Risks from Concomitant Use with Opioids Concomitant use of benzodiazepines, including diazepam rectal gel and diazepam rectal gel rectal delivery system, and opioids may result in profound sedation, respiratory depression, coma, and death.
Because of these risks, reserve concomitant prescribing of benzodiazepines and opioids for patients for whom alternative treatment options are inadequate.
Observational studies have demonstrated that concomitant use of opioid analgesics and benzodiazepines increases the risk of drug-related mortality compared to use of opioids alone.
If a decision is made to prescribe diazepam rectal gel or diazepam rectal gel rectal delivery system concomitantly with opioids, prescribe the lowest effective dosages and minimum durations of concomitant use, and follow patients closely for signs and symptoms of respiratory depression and sedation.

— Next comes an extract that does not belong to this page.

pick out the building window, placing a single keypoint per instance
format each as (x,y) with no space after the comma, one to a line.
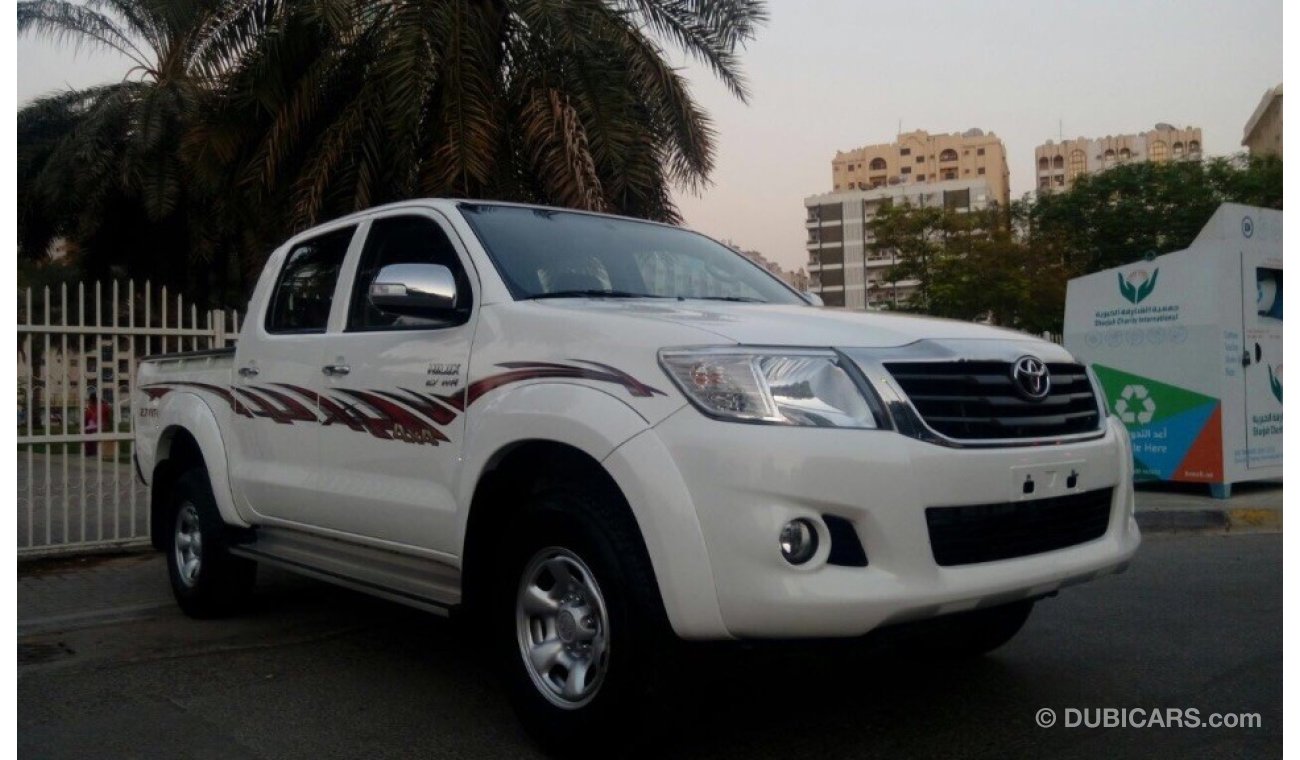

Advise both patients and caregivers about the risks of respiratory depression and sedation when diazepam rectal gel or diazepam rectal gel rectal delivery system is used with opioids (see PRECAUTIONS ).

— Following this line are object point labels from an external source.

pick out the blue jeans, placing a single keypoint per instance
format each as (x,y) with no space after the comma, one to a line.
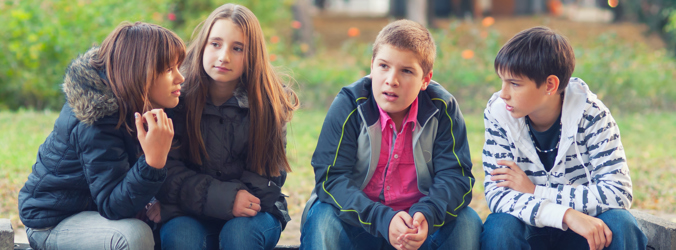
(504,231)
(89,230)
(259,232)
(324,230)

Abuse, Misuse, and Addiction The use of benzodiazepines, including diazepam rectal gel, exposes users to the risks of abuse, misuse, and addiction, which can lead to overdose or death.

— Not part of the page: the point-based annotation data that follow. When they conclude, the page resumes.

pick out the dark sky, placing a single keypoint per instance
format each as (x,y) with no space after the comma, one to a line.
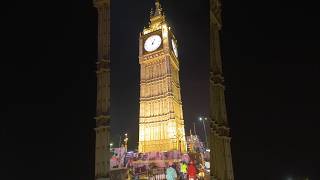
(48,90)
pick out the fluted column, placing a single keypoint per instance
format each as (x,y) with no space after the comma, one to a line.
(102,154)
(219,141)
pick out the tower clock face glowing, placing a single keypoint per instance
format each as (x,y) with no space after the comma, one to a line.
(152,43)
(174,47)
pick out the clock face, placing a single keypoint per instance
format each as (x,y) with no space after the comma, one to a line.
(174,47)
(152,43)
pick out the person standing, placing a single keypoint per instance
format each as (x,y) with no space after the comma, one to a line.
(171,173)
(183,171)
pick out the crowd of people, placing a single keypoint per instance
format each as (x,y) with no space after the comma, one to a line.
(183,171)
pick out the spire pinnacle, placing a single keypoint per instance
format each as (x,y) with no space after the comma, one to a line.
(158,10)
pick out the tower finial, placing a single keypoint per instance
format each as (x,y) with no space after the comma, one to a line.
(158,11)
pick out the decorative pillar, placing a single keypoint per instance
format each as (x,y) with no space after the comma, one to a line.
(220,154)
(102,153)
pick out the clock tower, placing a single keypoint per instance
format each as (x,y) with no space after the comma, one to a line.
(161,124)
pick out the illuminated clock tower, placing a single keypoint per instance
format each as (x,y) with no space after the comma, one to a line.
(161,124)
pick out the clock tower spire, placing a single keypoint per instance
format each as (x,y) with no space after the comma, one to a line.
(161,123)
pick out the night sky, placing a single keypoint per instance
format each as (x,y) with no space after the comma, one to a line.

Abuse and misuse of benzodiazepines often (but not always) involve the use of doses greater than the maximum recommended dosage and commonly involve concomitant use of other medications, alcohol, and/or illicit substances, which is associated with an increased frequency of serious adverse outcomes, including respiratory depression, overdose, or death (see DRUG ABUSE AND DEPENDENCE: Abuse ).
Before prescribing diazepam rectal gel and throughout treatment, assess each patient’s risk for abuse, misuse, and addiction.
Use of diazepam rectal gel, particularly in patients at elevated risk, necessitates counseling about the risks and proper use of diazepam rectal gel along with monitoring for signs and symptoms of abuse, misuse, and addiction.
Do not exceed the recommended dosing frequency; avoid or minimize concomitant use of CNS depressants and other substances associated with abuse, misuse, and addiction (e.g., opioid analgesics, stimulants); and advise patients on the proper disposal of unused drug.
If a substance use disorder is suspected, evaluate the patient and institute (or refer them for) early treatment, as appropriate.
Dependence and Withdrawal Reactions After Use of Diazepam Rectal Gel More Frequently Than Recommended For patients using diazepam rectal gel more frequently than recommended, to reduce the risk of withdrawal reactions, use a gradual taper to discontinue diazepam rectal gel (a patient-specific plan should be used to taper the dose).
Patients at an increased risk of withdrawal adverse reactions after benzodiazepine discontinuation or rapid dosage reduction include those who take higher dosages, and those who have had longer durations of use.
Acute Withdrawal Reactions The continued use of benzodiazepines may lead to clinically significant physical dependence.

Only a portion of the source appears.